Weird movie, this one.
The 1989 film, Wicked Stepmother, was Bette Davis’s final film. She was cast as Miranda, an enigmatic woman who meets and marries a man named Sam (Lionel Stander). Sam’s daughter, Jenny (Colleen Camp) and her husband, Steve (David Rasche), are stunned to come home from a vacation just to discover Miranda living in their house. Miranda chain-smokes, despite Jenny and Steve asking her not to. Miranda cooks and eats meat, despite Jenny being a vegetarian. Miranda brags about her sex life which freaks Jenny out even though I suppose really old people do occasionally have sex. When it becomes apparent that Miranda is a witch who seduces and shrinks her victims, Jenny decides that something must be done.
Wicked Stepmother was not only Bette Davis’s last starring role but it was also the last production that she ever walked out on. Early on in filming, she announced that she didn’t like the script, she didn’t like the way she was being filmed, and that she didn’t like the director, venerable B-move maestro Larry Cohen. For his part, Cohen said that Davis left the movie because she was in bad health but she didn’t want to announce that to the world. In Cohen’s defense, Davis does appear to be rather frail in the movie and often seems to be having trouble speaking. (Davis has a stroke a few years before appearing in Wicked Stepmother.) Davis died just a few months after Wicker Stepmother was released so I tend to assume that Cohen was correct when he said that the main reason Davis left the film was because of her health. That doesn’t mean the script wasn’t bad, of course. But, in the latter part of her career, Davis appeared in a lot of badly written movies. She did Burnt Offerings, afterall.

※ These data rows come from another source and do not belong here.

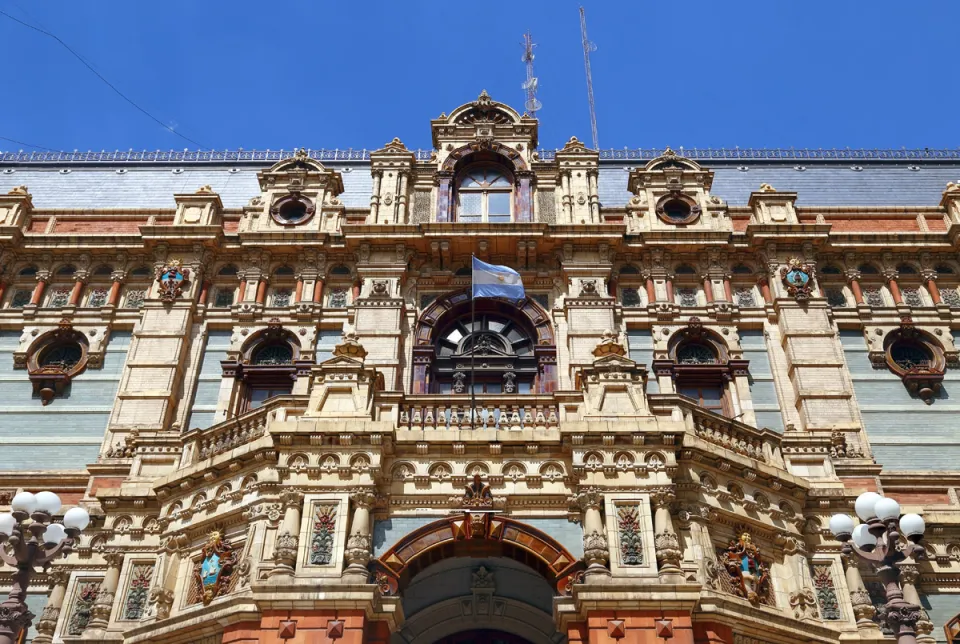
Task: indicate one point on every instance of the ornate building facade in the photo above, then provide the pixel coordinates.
(253, 369)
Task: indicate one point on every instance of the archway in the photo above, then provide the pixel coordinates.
(477, 577)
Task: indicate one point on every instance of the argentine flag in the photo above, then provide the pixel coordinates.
(490, 280)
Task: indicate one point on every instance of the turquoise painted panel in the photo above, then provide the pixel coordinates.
(772, 420)
(14, 423)
(570, 535)
(9, 340)
(20, 458)
(387, 532)
(200, 419)
(912, 457)
(941, 609)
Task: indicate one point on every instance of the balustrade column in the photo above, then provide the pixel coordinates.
(288, 540)
(47, 624)
(204, 293)
(595, 550)
(318, 290)
(243, 290)
(665, 540)
(113, 299)
(764, 283)
(863, 608)
(77, 291)
(357, 553)
(934, 290)
(103, 606)
(894, 288)
(909, 575)
(38, 290)
(854, 278)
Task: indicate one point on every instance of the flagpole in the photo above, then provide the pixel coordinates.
(473, 349)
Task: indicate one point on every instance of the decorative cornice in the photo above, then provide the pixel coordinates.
(259, 157)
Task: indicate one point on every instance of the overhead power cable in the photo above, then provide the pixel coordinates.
(100, 76)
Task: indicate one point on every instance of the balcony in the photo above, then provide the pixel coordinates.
(491, 412)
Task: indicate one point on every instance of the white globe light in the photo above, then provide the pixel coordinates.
(48, 502)
(76, 518)
(912, 525)
(24, 502)
(54, 533)
(863, 538)
(887, 509)
(841, 524)
(865, 505)
(7, 523)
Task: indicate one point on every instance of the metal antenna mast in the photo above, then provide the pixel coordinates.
(587, 48)
(531, 105)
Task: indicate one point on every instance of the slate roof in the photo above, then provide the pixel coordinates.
(136, 185)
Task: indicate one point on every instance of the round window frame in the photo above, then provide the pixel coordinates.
(288, 201)
(690, 202)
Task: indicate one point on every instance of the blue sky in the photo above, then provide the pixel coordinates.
(355, 74)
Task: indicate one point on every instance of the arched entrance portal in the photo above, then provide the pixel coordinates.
(483, 637)
(475, 577)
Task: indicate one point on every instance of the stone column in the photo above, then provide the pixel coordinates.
(103, 606)
(77, 290)
(666, 543)
(863, 609)
(909, 575)
(359, 541)
(288, 539)
(595, 550)
(931, 279)
(854, 278)
(894, 287)
(38, 290)
(47, 624)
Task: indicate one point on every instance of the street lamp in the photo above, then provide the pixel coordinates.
(875, 540)
(35, 540)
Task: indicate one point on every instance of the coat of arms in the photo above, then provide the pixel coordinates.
(215, 568)
(798, 278)
(173, 278)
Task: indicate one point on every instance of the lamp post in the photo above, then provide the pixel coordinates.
(875, 540)
(35, 540)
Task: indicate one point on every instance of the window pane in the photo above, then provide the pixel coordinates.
(471, 206)
(711, 396)
(498, 203)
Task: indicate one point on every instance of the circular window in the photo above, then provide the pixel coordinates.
(291, 210)
(273, 354)
(675, 208)
(61, 356)
(910, 356)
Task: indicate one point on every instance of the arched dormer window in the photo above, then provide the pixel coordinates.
(702, 369)
(917, 359)
(484, 194)
(268, 365)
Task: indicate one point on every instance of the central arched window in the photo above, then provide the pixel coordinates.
(485, 195)
(499, 349)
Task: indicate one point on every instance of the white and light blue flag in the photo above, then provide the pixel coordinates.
(490, 280)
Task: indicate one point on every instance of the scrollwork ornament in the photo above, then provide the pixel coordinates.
(595, 550)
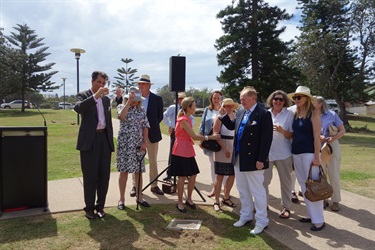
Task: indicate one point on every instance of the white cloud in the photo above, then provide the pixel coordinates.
(149, 32)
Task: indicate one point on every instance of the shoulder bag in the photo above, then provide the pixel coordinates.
(317, 190)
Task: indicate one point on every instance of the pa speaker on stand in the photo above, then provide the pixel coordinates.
(177, 73)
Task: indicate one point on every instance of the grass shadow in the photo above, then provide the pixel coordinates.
(28, 228)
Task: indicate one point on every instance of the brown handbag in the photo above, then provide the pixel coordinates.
(317, 190)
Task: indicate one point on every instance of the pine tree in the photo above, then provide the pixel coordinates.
(126, 77)
(324, 53)
(251, 50)
(32, 75)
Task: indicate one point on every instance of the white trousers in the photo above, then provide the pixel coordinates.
(302, 164)
(250, 186)
(332, 170)
(212, 166)
(284, 169)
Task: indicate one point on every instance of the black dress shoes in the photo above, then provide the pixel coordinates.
(90, 215)
(144, 203)
(121, 206)
(133, 192)
(315, 228)
(100, 213)
(157, 190)
(305, 220)
(181, 210)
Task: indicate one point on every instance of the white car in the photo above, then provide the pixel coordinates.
(16, 104)
(67, 105)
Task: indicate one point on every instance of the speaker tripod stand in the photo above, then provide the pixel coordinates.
(171, 185)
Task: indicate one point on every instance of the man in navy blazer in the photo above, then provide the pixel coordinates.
(253, 137)
(95, 142)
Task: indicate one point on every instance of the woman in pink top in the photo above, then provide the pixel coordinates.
(183, 161)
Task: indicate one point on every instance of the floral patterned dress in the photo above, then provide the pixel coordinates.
(130, 136)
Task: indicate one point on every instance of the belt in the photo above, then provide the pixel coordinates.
(227, 137)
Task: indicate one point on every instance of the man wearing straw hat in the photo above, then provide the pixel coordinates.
(153, 105)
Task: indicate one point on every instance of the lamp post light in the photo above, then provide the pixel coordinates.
(77, 52)
(64, 78)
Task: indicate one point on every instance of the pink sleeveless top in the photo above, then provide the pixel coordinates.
(183, 145)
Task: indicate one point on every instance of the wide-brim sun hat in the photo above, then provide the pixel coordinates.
(302, 90)
(145, 79)
(229, 101)
(181, 95)
(138, 96)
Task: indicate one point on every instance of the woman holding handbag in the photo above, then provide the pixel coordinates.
(183, 162)
(332, 168)
(306, 150)
(208, 118)
(223, 158)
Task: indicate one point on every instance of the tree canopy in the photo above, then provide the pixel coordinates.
(22, 60)
(251, 50)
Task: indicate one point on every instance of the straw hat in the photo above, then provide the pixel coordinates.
(229, 101)
(138, 96)
(302, 90)
(325, 153)
(145, 79)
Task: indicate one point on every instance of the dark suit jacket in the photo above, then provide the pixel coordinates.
(256, 139)
(86, 107)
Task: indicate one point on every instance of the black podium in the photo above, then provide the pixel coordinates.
(23, 168)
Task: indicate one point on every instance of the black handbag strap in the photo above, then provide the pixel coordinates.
(321, 172)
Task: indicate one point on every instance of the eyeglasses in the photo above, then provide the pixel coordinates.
(297, 97)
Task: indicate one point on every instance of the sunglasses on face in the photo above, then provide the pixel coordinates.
(297, 97)
(278, 99)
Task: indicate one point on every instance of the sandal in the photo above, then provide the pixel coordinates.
(285, 214)
(217, 208)
(229, 203)
(211, 195)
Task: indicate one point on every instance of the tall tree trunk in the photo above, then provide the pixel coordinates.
(254, 41)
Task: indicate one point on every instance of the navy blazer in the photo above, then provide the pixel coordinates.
(154, 116)
(256, 139)
(86, 107)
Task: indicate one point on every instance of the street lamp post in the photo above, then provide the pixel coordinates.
(64, 78)
(77, 52)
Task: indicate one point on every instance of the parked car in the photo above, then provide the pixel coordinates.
(67, 105)
(16, 104)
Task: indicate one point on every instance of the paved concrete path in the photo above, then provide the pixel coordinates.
(353, 227)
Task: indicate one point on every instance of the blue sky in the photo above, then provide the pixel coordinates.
(149, 32)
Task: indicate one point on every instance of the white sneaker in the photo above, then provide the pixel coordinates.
(257, 229)
(241, 223)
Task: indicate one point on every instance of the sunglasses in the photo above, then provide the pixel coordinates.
(297, 97)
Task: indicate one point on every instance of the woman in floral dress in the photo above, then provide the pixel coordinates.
(131, 143)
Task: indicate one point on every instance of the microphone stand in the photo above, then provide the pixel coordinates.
(45, 123)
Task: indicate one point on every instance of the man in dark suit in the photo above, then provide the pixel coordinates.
(253, 137)
(153, 104)
(95, 142)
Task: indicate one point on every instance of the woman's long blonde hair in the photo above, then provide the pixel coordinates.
(186, 102)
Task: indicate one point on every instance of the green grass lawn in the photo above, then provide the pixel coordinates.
(358, 150)
(146, 229)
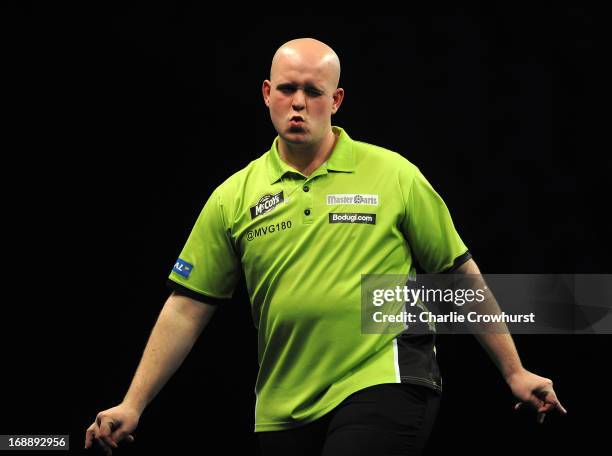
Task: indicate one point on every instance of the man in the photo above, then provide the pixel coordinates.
(303, 222)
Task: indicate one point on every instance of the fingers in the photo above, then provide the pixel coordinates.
(105, 432)
(90, 434)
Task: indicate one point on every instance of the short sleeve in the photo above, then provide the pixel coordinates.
(208, 267)
(429, 229)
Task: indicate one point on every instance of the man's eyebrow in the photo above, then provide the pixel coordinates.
(291, 85)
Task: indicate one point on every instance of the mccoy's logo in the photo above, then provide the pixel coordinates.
(266, 204)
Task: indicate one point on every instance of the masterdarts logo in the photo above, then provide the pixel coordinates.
(266, 204)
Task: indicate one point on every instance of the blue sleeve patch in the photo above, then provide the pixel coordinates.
(181, 267)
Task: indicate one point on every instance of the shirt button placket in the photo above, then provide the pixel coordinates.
(307, 214)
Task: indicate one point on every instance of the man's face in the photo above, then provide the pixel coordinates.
(302, 98)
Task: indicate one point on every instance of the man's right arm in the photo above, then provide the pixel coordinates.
(178, 326)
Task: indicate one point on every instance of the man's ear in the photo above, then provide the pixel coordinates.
(265, 90)
(338, 97)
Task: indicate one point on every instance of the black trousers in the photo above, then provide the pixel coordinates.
(380, 420)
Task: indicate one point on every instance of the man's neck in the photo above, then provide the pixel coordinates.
(307, 158)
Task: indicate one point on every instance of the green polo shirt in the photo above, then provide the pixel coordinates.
(303, 244)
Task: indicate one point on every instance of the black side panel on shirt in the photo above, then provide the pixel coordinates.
(184, 291)
(417, 361)
(458, 262)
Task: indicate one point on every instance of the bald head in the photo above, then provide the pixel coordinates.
(310, 53)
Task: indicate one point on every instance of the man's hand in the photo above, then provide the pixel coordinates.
(536, 391)
(112, 426)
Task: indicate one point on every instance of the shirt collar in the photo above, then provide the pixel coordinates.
(341, 159)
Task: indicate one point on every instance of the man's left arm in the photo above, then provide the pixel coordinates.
(526, 386)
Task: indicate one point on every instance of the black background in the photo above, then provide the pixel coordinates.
(121, 122)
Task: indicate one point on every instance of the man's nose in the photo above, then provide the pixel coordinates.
(299, 100)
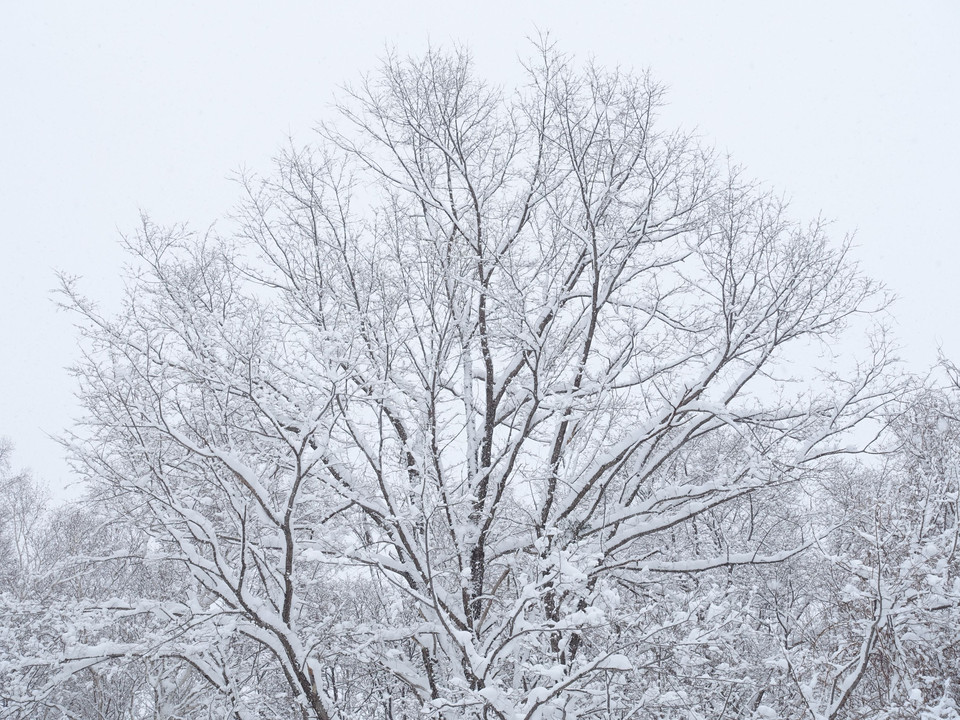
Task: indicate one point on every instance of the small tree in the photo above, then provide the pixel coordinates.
(470, 413)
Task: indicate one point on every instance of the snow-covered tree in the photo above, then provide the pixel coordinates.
(486, 408)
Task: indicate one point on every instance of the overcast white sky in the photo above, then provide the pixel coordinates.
(850, 108)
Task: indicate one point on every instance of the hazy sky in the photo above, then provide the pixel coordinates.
(850, 108)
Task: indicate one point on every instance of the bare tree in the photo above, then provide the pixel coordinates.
(454, 421)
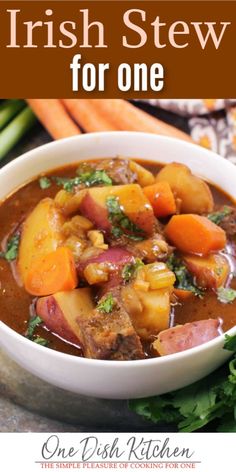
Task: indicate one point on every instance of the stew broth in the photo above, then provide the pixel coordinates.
(15, 302)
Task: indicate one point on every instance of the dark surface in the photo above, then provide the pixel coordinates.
(29, 404)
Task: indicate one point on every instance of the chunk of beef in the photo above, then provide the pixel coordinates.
(73, 316)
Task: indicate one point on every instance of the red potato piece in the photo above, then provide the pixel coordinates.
(60, 311)
(72, 316)
(131, 198)
(210, 272)
(149, 311)
(181, 338)
(194, 194)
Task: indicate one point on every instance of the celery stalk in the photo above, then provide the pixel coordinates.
(15, 130)
(9, 109)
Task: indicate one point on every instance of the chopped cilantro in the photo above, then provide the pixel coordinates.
(130, 270)
(184, 280)
(107, 304)
(226, 295)
(32, 324)
(88, 178)
(96, 177)
(12, 248)
(218, 216)
(44, 182)
(211, 399)
(41, 341)
(121, 224)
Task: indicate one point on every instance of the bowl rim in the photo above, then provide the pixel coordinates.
(100, 362)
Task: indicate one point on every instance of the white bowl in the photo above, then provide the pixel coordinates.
(116, 379)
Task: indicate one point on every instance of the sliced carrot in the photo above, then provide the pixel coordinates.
(161, 198)
(86, 114)
(52, 273)
(53, 116)
(182, 294)
(195, 234)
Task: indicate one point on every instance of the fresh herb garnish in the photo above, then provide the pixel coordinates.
(184, 280)
(129, 270)
(12, 248)
(218, 216)
(41, 341)
(32, 325)
(226, 295)
(107, 304)
(121, 224)
(44, 183)
(94, 177)
(192, 407)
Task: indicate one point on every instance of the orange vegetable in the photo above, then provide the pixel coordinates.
(182, 294)
(195, 234)
(54, 117)
(86, 114)
(52, 273)
(161, 198)
(125, 116)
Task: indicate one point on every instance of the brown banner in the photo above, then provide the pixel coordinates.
(172, 41)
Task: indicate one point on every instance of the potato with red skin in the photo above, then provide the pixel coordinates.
(133, 202)
(183, 337)
(210, 272)
(60, 311)
(73, 316)
(194, 194)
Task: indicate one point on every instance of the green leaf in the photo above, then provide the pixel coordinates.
(94, 177)
(226, 295)
(32, 325)
(107, 304)
(191, 408)
(121, 224)
(184, 279)
(12, 248)
(218, 216)
(41, 341)
(44, 183)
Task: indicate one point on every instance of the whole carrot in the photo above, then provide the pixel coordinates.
(54, 117)
(125, 116)
(87, 115)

Regardless of why she left, Davis’s absence did require that Wicked Stepmother work around her character. But how do you do that when Bette Davis was literally the title character? This film’s solution was to bring in Barbara Carrerra as Priscilla, Miranda’s daughter. It turns out that Miranda and Priscilla both inhabit the body of a cat but only one of them can use the body at a time. So, when Priscilla is in the cat, Miranda is among the humans. When Miranda is in the cat, Priscilla is …. well, you get the idea. In the film, Priscilla leaves the body of the cat and then refuses to reeneter it because “I’m having too much fun.” So, whenever we see the cat glaring in the background, we’re meant to assume that we’re actually seeing Miranda in the background.
Got it?
Now, believe it or not, the whole thing with the cat is probably the least confusing thing about Wicked Stepmother. Jenny can’t convince Steve that Miranda and Priscilla are actually witches. Steve actually has sex with Pricilla and is shocked when Priscilla starts to turn into a cat but the whole incident is never mentioned again and Steve quickly goes from being an adulterous jerk to a loyal husband. Sam goes on a game show and, with Priscilla’s help, wins a lot of money even though the questions that he answered were so simple that he shouldn’t have needed the help of a witch’s spell. (“Who won the election of 1876?” is one question. The correct answer, by the way, is Rutherford B. Hayes. Screw you, Samuel Tilden.) Jenny gets some help from a cop, a private detective, and a priestess of some sort. The whole thing ends with a big magical battle that involves Barbara Carrera mouthing pre-recorded Bette Davis dialogue.
None of it makes any sense. The special effects are incredibly cut-rate. It’s hard not to regret that Bette Davis didn’t go out on a better film. And yet, when taken on its own terms, Wicked Stepmother itself is oddly likable. Colleen Camp is sympathetic as Jenny, which is saying something when you consider that Jenny is written to be a humorless vegetarian. Lionel Stander appears to be having fun as Sam. Larry Cohen was a good-enough director that, even though he couldn’t save the film from its own bad script and miniscule budget, the movie itself is never boring. It’s cheap and stupid but its watchable in the same way that Michael Scott’s Threat Level Midnight was watchable. It may not be particularly good but you just can’t look away.